Love then, love, O souls, exclaims St. Bernard, love now this little Child, for he is exceedingly to be loved “Great is the Lord, and exceedingly to be praised. The Lord is a little one, and exceedingly to be loved.” Yes, says the saint, this God was already existing from eternity, as he is now worthy of all praise and reverence for his greatness, as David has sung: “Great is the Lord and exceedingly to be praised.” But now that we behold him become a little infant, needing milk, and unable to stir himself, trembling with cold, moaning and weeping, looking for some one to take and warm and comfort him; ah, now indeed does he become the most cherished one of our hearts! “The Lord is a little one, and exceedingly to be loved!”

We ought to adore him as our God, but our love ought to keep pace with our reverence towards a God so amiable, so loving.

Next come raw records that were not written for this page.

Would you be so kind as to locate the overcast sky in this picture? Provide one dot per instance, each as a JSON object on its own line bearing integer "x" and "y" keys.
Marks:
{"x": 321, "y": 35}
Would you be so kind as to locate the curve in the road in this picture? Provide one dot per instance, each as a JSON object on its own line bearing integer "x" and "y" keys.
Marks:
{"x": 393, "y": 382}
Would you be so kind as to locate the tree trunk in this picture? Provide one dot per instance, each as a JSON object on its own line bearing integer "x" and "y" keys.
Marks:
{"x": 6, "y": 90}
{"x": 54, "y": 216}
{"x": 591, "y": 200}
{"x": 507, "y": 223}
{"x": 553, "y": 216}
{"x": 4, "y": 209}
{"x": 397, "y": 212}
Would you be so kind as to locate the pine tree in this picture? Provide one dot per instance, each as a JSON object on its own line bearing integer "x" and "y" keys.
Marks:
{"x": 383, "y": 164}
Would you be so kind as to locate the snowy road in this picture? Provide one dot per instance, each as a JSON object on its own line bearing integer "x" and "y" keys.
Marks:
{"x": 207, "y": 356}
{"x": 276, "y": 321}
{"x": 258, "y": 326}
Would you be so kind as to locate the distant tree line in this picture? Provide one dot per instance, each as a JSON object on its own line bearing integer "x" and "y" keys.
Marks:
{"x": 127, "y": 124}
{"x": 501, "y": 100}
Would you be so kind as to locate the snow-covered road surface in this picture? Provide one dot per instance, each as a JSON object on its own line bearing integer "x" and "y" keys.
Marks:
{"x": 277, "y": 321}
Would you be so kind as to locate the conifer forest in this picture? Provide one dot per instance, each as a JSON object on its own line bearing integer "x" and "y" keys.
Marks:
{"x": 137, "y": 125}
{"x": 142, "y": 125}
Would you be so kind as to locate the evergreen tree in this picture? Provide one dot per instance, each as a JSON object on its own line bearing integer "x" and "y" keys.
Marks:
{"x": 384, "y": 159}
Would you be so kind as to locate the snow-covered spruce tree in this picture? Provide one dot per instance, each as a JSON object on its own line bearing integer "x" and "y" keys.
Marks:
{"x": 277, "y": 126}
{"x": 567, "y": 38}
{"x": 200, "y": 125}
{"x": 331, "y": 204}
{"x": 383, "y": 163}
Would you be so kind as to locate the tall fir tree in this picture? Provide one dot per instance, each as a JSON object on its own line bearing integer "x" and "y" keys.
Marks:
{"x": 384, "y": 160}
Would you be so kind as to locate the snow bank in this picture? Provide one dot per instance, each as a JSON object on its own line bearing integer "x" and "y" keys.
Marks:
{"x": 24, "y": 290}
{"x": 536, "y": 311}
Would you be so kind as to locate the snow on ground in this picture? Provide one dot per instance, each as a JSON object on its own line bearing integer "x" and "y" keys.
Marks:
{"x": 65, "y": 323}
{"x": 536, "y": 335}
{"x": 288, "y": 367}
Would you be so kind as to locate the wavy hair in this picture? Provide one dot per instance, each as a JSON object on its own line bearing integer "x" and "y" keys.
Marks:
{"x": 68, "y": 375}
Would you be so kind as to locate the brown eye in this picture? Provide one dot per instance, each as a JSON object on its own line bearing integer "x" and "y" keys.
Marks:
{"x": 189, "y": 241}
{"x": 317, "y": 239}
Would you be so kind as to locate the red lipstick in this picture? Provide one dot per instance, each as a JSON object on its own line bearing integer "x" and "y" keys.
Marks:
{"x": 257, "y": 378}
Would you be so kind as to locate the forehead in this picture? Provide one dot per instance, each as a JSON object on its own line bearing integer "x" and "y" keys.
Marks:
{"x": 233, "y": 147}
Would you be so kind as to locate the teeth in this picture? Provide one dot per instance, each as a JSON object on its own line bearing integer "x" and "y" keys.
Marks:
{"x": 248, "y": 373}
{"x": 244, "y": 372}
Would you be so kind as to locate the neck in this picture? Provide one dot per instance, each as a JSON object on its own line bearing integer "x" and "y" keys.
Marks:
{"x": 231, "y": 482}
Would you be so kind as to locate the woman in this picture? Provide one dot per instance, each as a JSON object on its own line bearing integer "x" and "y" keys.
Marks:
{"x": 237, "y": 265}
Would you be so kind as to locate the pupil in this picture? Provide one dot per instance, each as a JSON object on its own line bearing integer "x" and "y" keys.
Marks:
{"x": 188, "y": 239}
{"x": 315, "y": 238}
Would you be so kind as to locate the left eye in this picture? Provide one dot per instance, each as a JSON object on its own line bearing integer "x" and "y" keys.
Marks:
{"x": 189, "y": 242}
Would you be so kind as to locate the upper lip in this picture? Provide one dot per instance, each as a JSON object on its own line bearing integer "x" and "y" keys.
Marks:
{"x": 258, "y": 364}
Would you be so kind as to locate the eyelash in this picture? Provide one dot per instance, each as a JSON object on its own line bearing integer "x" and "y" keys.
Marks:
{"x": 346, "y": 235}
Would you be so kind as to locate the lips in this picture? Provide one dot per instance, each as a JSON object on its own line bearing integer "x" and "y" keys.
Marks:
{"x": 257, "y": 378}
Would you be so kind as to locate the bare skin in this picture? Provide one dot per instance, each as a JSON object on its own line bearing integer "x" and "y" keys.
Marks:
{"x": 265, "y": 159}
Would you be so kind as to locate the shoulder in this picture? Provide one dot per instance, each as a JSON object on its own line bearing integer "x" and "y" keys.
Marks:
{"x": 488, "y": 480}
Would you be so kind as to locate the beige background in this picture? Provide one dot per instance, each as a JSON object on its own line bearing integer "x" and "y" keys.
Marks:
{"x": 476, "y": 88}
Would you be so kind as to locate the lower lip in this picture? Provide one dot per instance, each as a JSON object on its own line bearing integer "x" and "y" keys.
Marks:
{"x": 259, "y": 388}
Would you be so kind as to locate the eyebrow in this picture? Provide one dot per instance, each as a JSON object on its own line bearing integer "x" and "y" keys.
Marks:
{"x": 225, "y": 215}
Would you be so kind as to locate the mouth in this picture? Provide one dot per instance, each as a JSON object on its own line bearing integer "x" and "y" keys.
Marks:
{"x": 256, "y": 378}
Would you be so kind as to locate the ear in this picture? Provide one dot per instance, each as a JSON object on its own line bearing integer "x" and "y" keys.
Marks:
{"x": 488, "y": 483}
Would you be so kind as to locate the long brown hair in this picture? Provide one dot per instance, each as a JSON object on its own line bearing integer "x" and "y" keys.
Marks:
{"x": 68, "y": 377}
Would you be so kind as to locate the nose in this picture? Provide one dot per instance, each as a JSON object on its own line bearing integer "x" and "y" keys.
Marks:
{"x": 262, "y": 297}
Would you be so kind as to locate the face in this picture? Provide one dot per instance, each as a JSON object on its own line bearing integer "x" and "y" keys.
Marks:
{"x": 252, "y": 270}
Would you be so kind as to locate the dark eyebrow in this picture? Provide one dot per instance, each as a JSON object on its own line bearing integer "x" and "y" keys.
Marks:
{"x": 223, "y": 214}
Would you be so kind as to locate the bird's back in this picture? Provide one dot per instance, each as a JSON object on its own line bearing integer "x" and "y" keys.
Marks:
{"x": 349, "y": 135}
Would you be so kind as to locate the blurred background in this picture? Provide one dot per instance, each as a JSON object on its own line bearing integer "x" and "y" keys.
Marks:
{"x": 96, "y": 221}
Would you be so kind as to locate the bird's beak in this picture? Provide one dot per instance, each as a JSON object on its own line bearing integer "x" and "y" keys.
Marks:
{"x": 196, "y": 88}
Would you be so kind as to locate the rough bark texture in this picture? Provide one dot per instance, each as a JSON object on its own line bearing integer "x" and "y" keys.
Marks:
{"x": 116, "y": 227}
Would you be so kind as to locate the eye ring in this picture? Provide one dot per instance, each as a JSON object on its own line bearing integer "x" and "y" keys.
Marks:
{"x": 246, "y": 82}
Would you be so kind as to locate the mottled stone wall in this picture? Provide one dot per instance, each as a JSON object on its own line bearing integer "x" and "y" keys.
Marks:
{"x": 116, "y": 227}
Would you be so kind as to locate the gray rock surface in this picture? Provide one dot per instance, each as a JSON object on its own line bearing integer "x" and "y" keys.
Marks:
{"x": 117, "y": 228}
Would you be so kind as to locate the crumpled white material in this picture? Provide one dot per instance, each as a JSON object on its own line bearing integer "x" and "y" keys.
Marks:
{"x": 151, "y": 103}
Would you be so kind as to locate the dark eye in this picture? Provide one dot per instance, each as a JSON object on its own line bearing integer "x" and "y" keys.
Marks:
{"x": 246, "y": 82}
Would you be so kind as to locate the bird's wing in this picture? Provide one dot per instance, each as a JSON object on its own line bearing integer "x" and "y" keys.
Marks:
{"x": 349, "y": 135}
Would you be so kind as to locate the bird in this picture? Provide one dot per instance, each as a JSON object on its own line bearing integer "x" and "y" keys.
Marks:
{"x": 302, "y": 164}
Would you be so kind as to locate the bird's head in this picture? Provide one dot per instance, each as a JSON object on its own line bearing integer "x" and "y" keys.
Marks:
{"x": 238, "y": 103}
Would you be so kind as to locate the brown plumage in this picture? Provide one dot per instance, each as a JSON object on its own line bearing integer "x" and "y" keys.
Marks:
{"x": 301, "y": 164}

St. Bonaventure reminds us that “a child finds its delight with other children, with flowers, and to be in the arms.” The saint’s meaning is, that if we would please this divine Infant, we too must become children, simple and humble; we must carry to him flowers of virtue, of meekness, of mortification, of charity; we must clasp him in the arms of our love.

And, O man, adds St. Bernard, what more do you wait to see before you will give yourself wholly to God? See with what labor, with what ardent love, your Jesus has come down from heaven to seek you. Hearken, he goes on to say, how, scarcely yet born, his wailings call to you, as if he would say, O soul of mine, it is thee I am seeking; for thee, and to obtain thy love, I am come from heaven to earth. “Having scarcely quitted the Virgin’s womb, he calls thy beloved soul after the manner of infants, Ah, ah, my soul, my soul! I am seeking you; for you am I making this pilgrimage.”

O God, even the very brutes, if we do them a kindness, if we give them some trifle, are so grateful for it; they come near us, they do our bidding after their own fashion, and they show symptoms of gladness at our approach. And how comes it, then, that we are so ungrateful towards God, the same God who has bestowed his whole self upon us, who has descended from heaven to earth, has become an infant to save us and to be loved by us? Come, then, let us love the Babe of Bethlehem, is the enraptured cry of St. Francis; let us love Jesus Christ, who has sought in the midst of such sufferings to attach our hearts to him.[1]


[1] Alphonsus Liguori, The Incarnation, Birth and Infancy of Jesus Christ; Or, The Mysteries of the Faith, ed. Eugene Grimm, The Complete Works of Saint Alphonsus de Liguori (New York; Cincinnati; St. Louis; London; Dublin: Benziger Brothers; R. Washbourne; M. H. Gill & Son, 1887), 32–39.